If a taxpayer owes South Carolina taxes, the South Carolina Department of Revenue (SCDOR) will require payment of these taxes, including any related penalties and interest. SCDOR will consider payment plans for outstanding state taxes, however.

SC Form FS-102, Installment Agreement Request, should be submitted for this purpose. A nonrefundable fee of $45 and a 10% down payment is required. All tax returns during the period of the payment plan must be filed. Collection information statements using IRS forms (e.g. 433-A, Collection Information Statement for Wage Earners and Self-Employment Individuals or 433-B, Collection Information Statement for Businesses) may be required by SCDOR.

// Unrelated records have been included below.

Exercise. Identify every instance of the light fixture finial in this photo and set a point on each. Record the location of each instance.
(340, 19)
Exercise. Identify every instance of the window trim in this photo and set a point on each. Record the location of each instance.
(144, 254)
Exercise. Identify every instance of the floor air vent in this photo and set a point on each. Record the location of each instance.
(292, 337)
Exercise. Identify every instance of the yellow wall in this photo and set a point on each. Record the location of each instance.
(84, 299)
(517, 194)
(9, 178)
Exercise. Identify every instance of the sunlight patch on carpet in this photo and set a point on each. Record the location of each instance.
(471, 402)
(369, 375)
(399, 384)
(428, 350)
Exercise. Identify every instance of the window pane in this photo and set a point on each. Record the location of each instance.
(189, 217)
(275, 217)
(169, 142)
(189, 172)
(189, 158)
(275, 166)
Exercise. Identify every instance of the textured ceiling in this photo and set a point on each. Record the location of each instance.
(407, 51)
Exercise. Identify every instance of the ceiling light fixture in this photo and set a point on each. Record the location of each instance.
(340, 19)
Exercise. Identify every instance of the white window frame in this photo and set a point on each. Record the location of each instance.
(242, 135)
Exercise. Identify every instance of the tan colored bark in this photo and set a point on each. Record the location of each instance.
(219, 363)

SCDOR will often issue wage and other levies ('garnishments") against a taxpayer to collect unpaid state taxes. For wage levies, this levy is at 25% of the gross wages when paid to a taxpayer. If a taxpayer is not currently compliant with his or her tax return filing and payment obligations with the state, but becomes compliant, SCDOR may reduce the wage levy to 12.5%. If SCDOR has issued a wage levy, it will not generally release this levy in exchange for a payment plan.

The IRS has a well-recognized "Offer in Compromise" program, under which the IRS may legally be able to agree to accept less federal tax than what is owed. South Carolina has such a program only "in name only", and does not administratively accept offers in compromise.

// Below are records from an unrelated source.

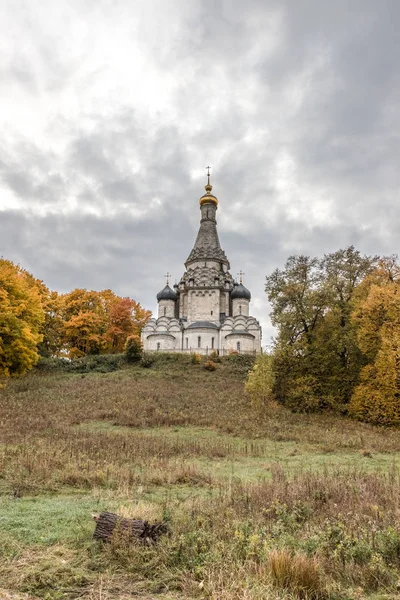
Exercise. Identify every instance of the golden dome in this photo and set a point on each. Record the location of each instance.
(208, 197)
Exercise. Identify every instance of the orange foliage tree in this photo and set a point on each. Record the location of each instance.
(377, 316)
(21, 319)
(99, 322)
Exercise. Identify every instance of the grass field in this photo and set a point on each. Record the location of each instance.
(260, 504)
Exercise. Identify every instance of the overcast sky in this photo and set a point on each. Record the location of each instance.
(111, 110)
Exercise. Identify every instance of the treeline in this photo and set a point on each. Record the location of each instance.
(338, 342)
(35, 321)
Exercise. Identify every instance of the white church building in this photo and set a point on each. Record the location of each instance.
(207, 311)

If a taxpayer completely has no ability to pay the tax, or to enter into a payment plan, SCDOR has an informal policy to place a taxpayer's account into "currently not collectible status". As with payment plans, all tax returns during the period of the payment plan must be filed. Collection information statements using IRS forms (e.g. 433-A, Collection Information Statement for Wage Earners and Self-Employment Individuals or 433-B, Collection Information Statement for Businesses) may be required by SCDOR. During any period in which a taxpayer's account is placed into "currently not collectible status", penalties and interest continue to accrue, the taxpayer still owes the tax, and SCDOR may, and often will, come back periodically to ascertain the financial status of the taxpayer.

Thus, if a taxpayer owes tax to the state, the options are to pay the tax, enter into a payment plan, seek currently not collectible status, or risk a wage or other levy.